Andreas Fanfara, aus der Elften, bildet sich tatsächlich ein, während des
Praktikums im Seniorenheim „sozial powern“ zu können. Wie einst der
„Urwalddoktor“ Albert Schweitzer in seinem Spital am Ogowe.

Und was passiert?

Füttern, Putzen, Essen austeilen. Meckernde Greise…
Andy würde am liebsten die Flucht ergreifen, merkt aber, dass er gebraucht
wird. Klar geht ihm auf, dass er kein Superhelfer ist – hier der grandiose
Betreuer, dort die Hilflosen, Bedürftigen.

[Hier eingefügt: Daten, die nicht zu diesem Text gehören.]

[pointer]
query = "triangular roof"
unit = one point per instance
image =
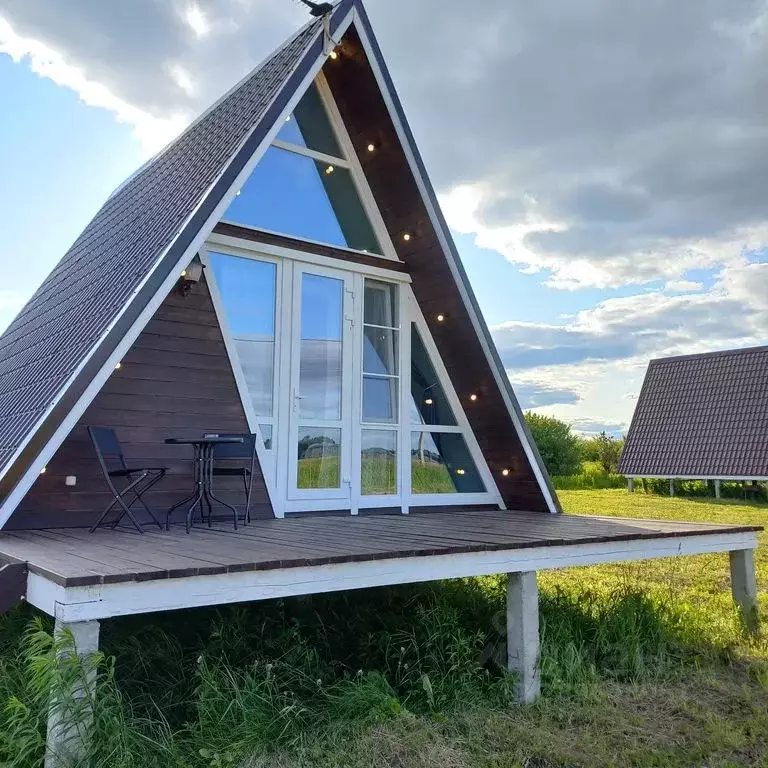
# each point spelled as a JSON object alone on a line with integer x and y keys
{"x": 60, "y": 349}
{"x": 703, "y": 416}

Das weiß auch Eleonore, die alternde Schauspielerin aus Zimmer fünf.
Diese Quasselstrippe, die ihrer „großen Vergangenheit“ nachtrauert, macht sich
so ihre eigenen Gedanken. Ja, Andy befindet sich auf einer regelrechten Berg-
und Talbahn.
Gesteht sich zum Schluss ein: Habe wirklich so etwas wie der Schweitzer gemacht.
Und: Es ist um meinen Weg gegangen, meinen. Mit dem Heim. Und mit Gegenwind!